Sosyoloji Öğrencileri Neden Okuma Yapmakta Zorlanıyor ?

Soyoloji okuması yapmak, bölüm öğrencileri için yeni girdikleri anlam dünyasını kavramaya çalışmak biraz çetrefilli bir yol.Peki ne yapmalı?

Okumak denilen edim, esasen aktif bir konsantrasyonla, gözle çözümleme sürecidir. Yalnızca bilgiye dayalı okuma yapmak bunun içerisine girmez. Edebi bir metin okumak, çizgi roman okumak, sosyal medya akışımızdaki gönderileri okumak ve daha nicesi.

Sosyolojinin, sosyoloji öğrencisinden eğitim süresince istediği ; iyi anlamak, yazmak, okumak ve dinlemek sonucunda bir perspektife sahip olmasıdır. Ders sırasında iyi bir dinleyici olup, anlatılanları rahatlıkla anlayabiliriz. Hocalarımızın aktardıklarını eksiksiz bir şekilde yazıya da dökebiliriz. Fakat günün sonunda perspektif oluşturmak ve kurucuların, teorisyenlerin konuyu ele alış biçimini öğrenmek adına okuma yapmazsak pek tabii ki eksik kalırız.

Bölümle ilgili okuma yaparken, tabiri caizse çuvallamamak için başlangıçta 'anlaşılır ' olan içerikleri takip etmek aslında meselenin temelini oluşturuyor. Sosyoloji öğrencileri okuma yapmakta zorlanıyor, çünkü yanlış başlangıç okuması tercihlerinden dolayı 'anlaşılamayan' kitaplar ve metinler göz korkutuyor.

Sosyoloji kendine özgü kavram dünyası olmasının yanı sıra diğer bilimlerle de ortak kullandığı, hatta onları kendi anlam dünyasına göre adapte ettiği kavramlarla da büyük bir içerik zenginliği sunuyor. Bu zenginliğin sonucu olarak da kendi konuşma jargonunun etkilenmesine ve mesleki yeni bir dil oluşmasına olanak veriyor. Yanlış okuma tercihlerinde bulunan öğrenciler bu sonsuz kavram denizi karşısında ön yargılar oluşturuyor.

Zaman yönetimi ve akademik yüklerin fazlalığı süreç içerisinde ki motivasyonu olumsuz etkileyebildiği gibi, teorik bilgilerin pratikle bağlantı kurulamaması da bu okuma sürecinin anlamını ve işlevini zorlaştırıp isteksizliğe yol açabiliyor.

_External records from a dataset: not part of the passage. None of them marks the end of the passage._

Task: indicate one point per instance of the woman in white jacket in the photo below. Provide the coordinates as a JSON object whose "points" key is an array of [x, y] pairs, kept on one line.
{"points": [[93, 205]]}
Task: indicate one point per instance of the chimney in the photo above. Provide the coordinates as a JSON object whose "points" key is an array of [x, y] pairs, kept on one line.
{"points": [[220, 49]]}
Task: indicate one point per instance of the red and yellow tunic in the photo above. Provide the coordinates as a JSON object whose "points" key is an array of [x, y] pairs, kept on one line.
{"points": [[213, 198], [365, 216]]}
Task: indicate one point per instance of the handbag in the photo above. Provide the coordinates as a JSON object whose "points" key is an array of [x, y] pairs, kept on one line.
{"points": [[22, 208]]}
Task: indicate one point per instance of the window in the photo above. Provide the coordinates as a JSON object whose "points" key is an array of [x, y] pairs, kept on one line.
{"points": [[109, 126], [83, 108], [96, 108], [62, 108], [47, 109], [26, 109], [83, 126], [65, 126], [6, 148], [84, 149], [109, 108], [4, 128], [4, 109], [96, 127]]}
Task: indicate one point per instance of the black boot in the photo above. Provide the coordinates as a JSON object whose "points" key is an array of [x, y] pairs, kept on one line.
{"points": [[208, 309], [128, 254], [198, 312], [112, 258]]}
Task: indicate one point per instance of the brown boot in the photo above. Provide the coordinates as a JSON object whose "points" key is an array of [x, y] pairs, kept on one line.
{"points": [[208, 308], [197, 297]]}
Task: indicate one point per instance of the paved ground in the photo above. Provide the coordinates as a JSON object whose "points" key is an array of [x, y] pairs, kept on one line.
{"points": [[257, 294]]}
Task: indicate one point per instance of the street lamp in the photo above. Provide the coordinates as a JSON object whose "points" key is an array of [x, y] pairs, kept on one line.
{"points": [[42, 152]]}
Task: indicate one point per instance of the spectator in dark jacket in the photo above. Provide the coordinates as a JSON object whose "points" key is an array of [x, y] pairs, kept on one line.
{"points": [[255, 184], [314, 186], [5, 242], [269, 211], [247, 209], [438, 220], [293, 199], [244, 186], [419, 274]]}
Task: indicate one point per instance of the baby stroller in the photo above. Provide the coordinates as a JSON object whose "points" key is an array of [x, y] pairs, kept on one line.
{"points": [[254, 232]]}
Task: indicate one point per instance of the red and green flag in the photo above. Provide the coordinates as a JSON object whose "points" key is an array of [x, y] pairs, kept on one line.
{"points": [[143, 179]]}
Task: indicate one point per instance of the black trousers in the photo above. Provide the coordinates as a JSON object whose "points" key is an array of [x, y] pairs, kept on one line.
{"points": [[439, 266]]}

Sorunları anladık. Peki bunun için ne yapmalı? Birkaç temel stratejiyle bu sorunu çözmek aslında kolay:

Okuma ve Tartışma Grupları: Arkadaşlarımızla birlikte ortak bir amaç doğrultusunda yaptığımız eylemler bazen tek başına yaptığımızda alacağımız sonuçlardan daha pozitif etkiler oluşturabilir. Ortak bir metin veya kitap belirleyerek, anlatılmak istenenin ne olduğuyla ilgili tartışmalar yapmak bize hem kavrama sürecini hızlandırmakta hem de farklı perspektiflere aşina olma konularında bize fayda sağlayacaktır.

Özetleme: Ana fikirlerin ve önemli kavramların yer aldığı özetler çıkarılabilir. Zaman geçtikçe üzerine eklemeler yaparak ne kadar yol aldığımızı görebiliriz.

Kavram Haritası: Sosyoloji okuması yapmak söz konusuysa eğer, kavramlar olmazsa olmazdır. Kavramlar ve teoriler arasında ki bağlantıları görsel olarak göstermek, ilişki kurmakta zorlandığımız bilgileri daha somut kılar.

Hoca ile İletişim: Zorlayıcı metinler hakkında öğretim üyeleri ile görüşmek, kaynak ve açıklamalar talep etmek kendimize uygun okuma yapabilmek yönünde yardımcı olabilir.

İlgi Alanları: Sosyolojinin birçok alt dalı vardır. Bunlardan ilginizi çeken başlıkları belirleyerek başlangıç yapabilirsiniz. Örneğin, hukuk ve suç, kültür, eğitim, toplumsal cinsiyet gibi. İlgi alanımıza giren bir alt dal ile sosyolojiyi ilişkilendirerek okuma yapmaya başlamak motivasyonumuzu artırır.

Kısa ve Pratik Okuma: Uzun metinlerle yola çıkmak yerine kısa makaleler ,kitapçıklar okuyarak sosyolojinin temel kavramlarını ve anlam dünyasını öğrenmeye çalışabiliriz.

Hedef Belirlemek: Haftalık ya da aylık olarak planlamalar yapabiliriz. Örneğin, haftada bir gün sosyolojik makale okumak, ayda en az 1 kitap okuması yapmak gibi.

İşitsel & Görsel Kaynaklar: Podcast'ler, YouTube kanalları ve belgeseller okuma sürecimizde elde ettiğimiz teorik bilgileri görsel ve işitsel olarak daha anlamlı kılar.